FIVE DAYS LATER, after disembarkation, Keller and I spend the night in an Ushuaia guesthouse, not knowing when we’ll see each other next. We speak very little, even during our last moments together, when, in the sharp, bittersweet morning air, I stand with him on Calle Hernando de Magallanes as he puts his bag into the cab that will take him to the airport. He turns to me, and I press into the heat of his body, his arms around me, his fingers on my back. I want to feel the roughness of his hands one more time, his tall lean body against mine, skin to skin. I slide my hands under his pullover, landing somewhere between cotton and fleece, knowing as I do that I won’t be able to reach any further, that this is as far as I can go.





FOUR DAYS BEFORE SHIPWRECK


Bransfield Strait

(62°57'S, 59°38'W)





There are no portholes in the exam room of the medical suite, and though I can feel that the sea is calm, my nausea is getting worse. I’ve managed to put off Glenn’s insistence on a doctor’s visit until today, and now I’m hoping my queasiness is only because I can’t see the horizon. I know Susan has something stronger than meclizine for seasickness—she doesn’t prescribe it except in extreme cases, but I’m getting to the point where I think I qualify.

I always feel a little out of sorts when I can’t see the ocean—which is strange for someone who grew up in the Midwest and spends most of the year landlocked in Oregon. Growing up, I loved the water and would often swim in Shaw Park’s public pool in Clayton, Missouri. I’d dive off the ten-meter platform, pretending it was a seaside cliff. I’d put on my mask and snorkel and imagine that people’s limbs, in their myriad shapes and sizes, were sea creatures. I’d see their colorful swimsuits as brightly hued fish.

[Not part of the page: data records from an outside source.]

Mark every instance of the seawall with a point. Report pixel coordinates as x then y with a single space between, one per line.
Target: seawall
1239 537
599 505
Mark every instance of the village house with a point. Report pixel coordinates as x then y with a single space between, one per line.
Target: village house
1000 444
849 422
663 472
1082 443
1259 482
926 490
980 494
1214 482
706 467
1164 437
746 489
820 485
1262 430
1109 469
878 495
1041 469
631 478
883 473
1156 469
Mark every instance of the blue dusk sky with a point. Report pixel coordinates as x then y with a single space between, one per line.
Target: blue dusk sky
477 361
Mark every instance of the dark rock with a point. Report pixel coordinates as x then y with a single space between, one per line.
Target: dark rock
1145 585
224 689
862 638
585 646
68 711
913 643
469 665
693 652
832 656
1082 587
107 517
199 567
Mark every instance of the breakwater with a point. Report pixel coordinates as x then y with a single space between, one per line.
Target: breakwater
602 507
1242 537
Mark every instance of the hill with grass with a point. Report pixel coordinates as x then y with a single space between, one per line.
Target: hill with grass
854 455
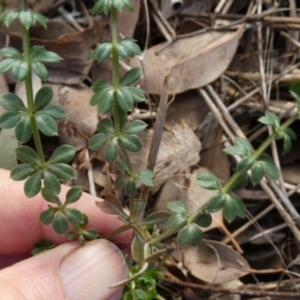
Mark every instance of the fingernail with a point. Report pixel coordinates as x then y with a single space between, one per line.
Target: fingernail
89 271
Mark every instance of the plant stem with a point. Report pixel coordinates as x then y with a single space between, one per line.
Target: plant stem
269 140
29 92
156 239
115 70
228 186
117 111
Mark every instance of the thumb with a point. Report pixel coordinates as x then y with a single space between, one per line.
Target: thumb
67 272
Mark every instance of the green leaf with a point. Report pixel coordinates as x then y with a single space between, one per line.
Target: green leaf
125 99
241 142
112 151
62 154
132 142
131 77
53 111
26 17
51 183
177 207
112 206
73 215
240 182
43 98
12 102
9 17
33 184
102 52
100 85
40 70
127 48
10 119
41 19
146 177
60 224
91 234
105 126
233 207
20 69
6 64
21 172
106 102
62 171
49 197
268 165
208 181
98 140
216 203
291 133
23 130
245 164
10 52
130 187
73 195
105 7
119 182
136 94
39 54
257 173
134 127
287 144
137 248
203 219
46 124
47 216
27 155
270 119
190 234
158 217
175 221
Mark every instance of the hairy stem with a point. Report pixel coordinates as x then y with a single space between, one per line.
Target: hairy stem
29 92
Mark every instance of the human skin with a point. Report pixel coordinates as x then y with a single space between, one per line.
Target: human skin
65 272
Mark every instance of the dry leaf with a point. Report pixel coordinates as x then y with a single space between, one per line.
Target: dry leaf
81 120
188 106
193 61
179 150
213 262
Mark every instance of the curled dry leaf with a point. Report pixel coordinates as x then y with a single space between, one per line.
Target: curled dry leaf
192 61
81 120
179 150
213 262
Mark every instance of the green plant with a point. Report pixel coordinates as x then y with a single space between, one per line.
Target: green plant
119 137
38 116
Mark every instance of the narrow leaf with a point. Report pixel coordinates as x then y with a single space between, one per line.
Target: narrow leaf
62 171
46 124
208 181
27 155
62 154
189 235
21 172
73 195
33 185
60 224
43 98
51 183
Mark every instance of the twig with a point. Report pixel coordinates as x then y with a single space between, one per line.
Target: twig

My other favorite place had been the geodesic dome at the botanical garden. My father used to take me there when he was in town, which wasn’t often, and the rainforest inside, with its tropical humidity and mist, with waterfalls and wildly exotic plants, made me want to explore the world. By the time I was in junior high, my neighborhood had gotten one of the first outdoor-gear stores in greater St. Louis—it was a small store, but just walking through its narrow aisles felt like adventure. I’d try on the extreme-weather clothing and imagine myself at one of the poles.

I didn’t know back then that I would, in fact, end up spending much of my life in one of the polar regions, and, over the years, I’ve come to think of the continent not only as a place but as a living, breathing thing—to me, Antarctica has always been as alive as the creatures it houses: Every winter, the entire continent fattens up with ice, then shrinks again in the summer. When I’m here on the peninsula, looking out at the green and white of young ice and the deep, ancient blue of multiyear ice, I feel as though the bergs, too, are alive, sent forth by thousands of miles of glaciers to protect the continent from such predators as the Endurance and the Erebus, the Cormorant and the Australis.

And this is what worries me.

Keller knows as well as anyone that the Australis isn’t equipped to take on these icy sentinels. He knows what an iceberg looks like underwater, that beneath the exquisite beauty above the surface is a sharp, jagged, nasty thing that will destroy ships if they attempt to pass too close. Even for an experienced captain, miscalculating the distance is not difficult to do, with the constantly shifting winds and waters, the continual calving of new icebergs. Charts of this heavily traveled area have regions not properly surveyed, and every captain knows there is nothing more dangerous than unseen ice.